You are viewing a plain text version of this content. The canonical link for it is here.

Posted to dev@harmony.apache.org by Tim Ellison <t....@gmail.com> on 2010/09/16 15:05:20 UTC

[classlib] String.toLowerCase/toUpperCase incorrect for supplementary characters (HARMONY-6649)

On 16/Sep/2010 12:32, Robert Muir (JIRA) wrote:
> Does this mean harmony might need these methods for its own internal
> use before ICU is available?

Yes, String is used early in the bootstrapping, and having dependencies
on ICU functionality leads to an initialization circularity.

i.e. if I simply implement String#toUpperCase(Locale) as
"return UCharacter.toUpperCase(locale, this)"
then we fail to boot with

java.nio.charset.Charset (initialization failure)
     at java/lang/String.defaultCharset (String.java:736)
     at java/lang/String.<init> (String.java:232)
     at org/apache/harmony/luni/util/Util.toString (Util.java:102)
     at java/lang/System.getPropertyList (Native Method)
     at java/lang/System.ensureProperties (System.java:546)
     at java/lang/System.<clinit> (System.java:102)

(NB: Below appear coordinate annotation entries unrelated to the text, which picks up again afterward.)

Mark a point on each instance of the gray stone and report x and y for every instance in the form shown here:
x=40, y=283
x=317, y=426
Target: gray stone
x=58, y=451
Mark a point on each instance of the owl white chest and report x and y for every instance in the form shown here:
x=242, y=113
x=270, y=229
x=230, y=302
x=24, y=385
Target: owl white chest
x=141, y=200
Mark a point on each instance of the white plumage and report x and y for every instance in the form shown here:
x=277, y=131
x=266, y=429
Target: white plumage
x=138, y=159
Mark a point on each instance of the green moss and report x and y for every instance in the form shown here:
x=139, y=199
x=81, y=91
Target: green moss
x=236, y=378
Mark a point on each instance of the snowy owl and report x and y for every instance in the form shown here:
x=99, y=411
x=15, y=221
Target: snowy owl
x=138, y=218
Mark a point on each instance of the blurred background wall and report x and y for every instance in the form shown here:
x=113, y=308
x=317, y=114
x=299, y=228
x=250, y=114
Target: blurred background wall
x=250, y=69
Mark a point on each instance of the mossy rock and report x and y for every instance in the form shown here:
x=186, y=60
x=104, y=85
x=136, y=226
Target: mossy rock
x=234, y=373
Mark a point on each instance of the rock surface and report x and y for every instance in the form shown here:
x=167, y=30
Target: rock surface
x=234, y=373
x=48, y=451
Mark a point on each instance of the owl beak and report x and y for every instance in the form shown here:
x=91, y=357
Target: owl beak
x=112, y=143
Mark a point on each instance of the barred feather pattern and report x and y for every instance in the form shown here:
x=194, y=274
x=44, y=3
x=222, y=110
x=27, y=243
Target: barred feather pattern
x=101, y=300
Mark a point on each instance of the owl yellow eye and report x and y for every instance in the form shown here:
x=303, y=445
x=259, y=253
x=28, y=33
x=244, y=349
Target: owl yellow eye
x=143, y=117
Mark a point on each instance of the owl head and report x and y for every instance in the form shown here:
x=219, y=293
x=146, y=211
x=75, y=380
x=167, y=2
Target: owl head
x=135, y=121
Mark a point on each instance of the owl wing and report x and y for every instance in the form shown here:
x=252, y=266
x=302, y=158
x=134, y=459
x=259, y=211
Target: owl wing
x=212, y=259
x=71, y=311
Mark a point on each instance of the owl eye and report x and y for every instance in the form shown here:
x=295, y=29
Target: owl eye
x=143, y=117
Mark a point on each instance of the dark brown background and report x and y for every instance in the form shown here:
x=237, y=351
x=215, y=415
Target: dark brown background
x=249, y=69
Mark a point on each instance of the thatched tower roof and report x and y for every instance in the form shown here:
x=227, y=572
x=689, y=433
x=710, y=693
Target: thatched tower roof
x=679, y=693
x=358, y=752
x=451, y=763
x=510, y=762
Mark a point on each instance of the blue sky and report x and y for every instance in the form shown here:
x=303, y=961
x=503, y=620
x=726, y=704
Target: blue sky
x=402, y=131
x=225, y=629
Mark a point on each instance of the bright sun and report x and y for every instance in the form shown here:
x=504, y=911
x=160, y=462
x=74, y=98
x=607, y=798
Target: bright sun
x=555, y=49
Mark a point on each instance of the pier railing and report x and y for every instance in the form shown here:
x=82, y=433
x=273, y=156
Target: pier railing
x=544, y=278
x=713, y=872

Likely because we use nio Charset in the String implementation, and that
 in turn eventually calls String.toUppercase(), in CharsetProviderImpl
lines 113 and 145.

> When doing the toLowerCase(Locale)/toUpperCase(Locale), perhaps
> String.java could do:
> 
> if (locale is not Turkish or Azeri or Lithuanian) while (ch < 0x7f) (
> just do optimized fast subtraction/addition ) ... // bail out
> completely and invoke 'UCharacter.xxx'

So I wrote a prototype version of this, that does the toUpperCase for
ascii (ch<128) in-lined (i.e. using simple math), then bailing out to
ICU for chars outside that range.

It seems to boot ok with that scheme, however, I'm running on a machine
with UK locale and running our code written in ascii text.  I'll need to
think about whether the boot sequence could ever get to the point where
it needs to uppercase non-ascii.

It may be better to take out the calls of toUpperCase from nio Charset,
and have a local method to deal with those, since there are restrictions
on the strings that can be used to name charsets.

> this might be good for performance reasons?

Yes, though hopefully ICU also optimize the simple cases too.

> And harmony itself, if it uses this method at this point, is likely
> using Locale.ENGLISH or similar for consistent behavior (filenames,
> etc) ?

The locale is set up early, but ascii is ascii no matter the locale, so
uppercasing that simpler set should be fine.

> Sorry I'm not too familiar with the codebase so I'm not sure
> if it would work. But it might speed up 'typical' lowercasing in any
> case, and as far as worst-case 2x for the "special casing": i find
> the "special" casing is going to be slow anyway: e.g. the Greek sigma
> example needs to calculate word boundaries!
> 
> the Turkish/Azeri case is trickier than the existing code, I think it
> should use UCharacter.XXX too. The reason is it has to be able to
> handle the case from SpecialCasing where the 'dotted I' is written in
> decomposed form (e.g. I + COMBINING DOT ABOVE)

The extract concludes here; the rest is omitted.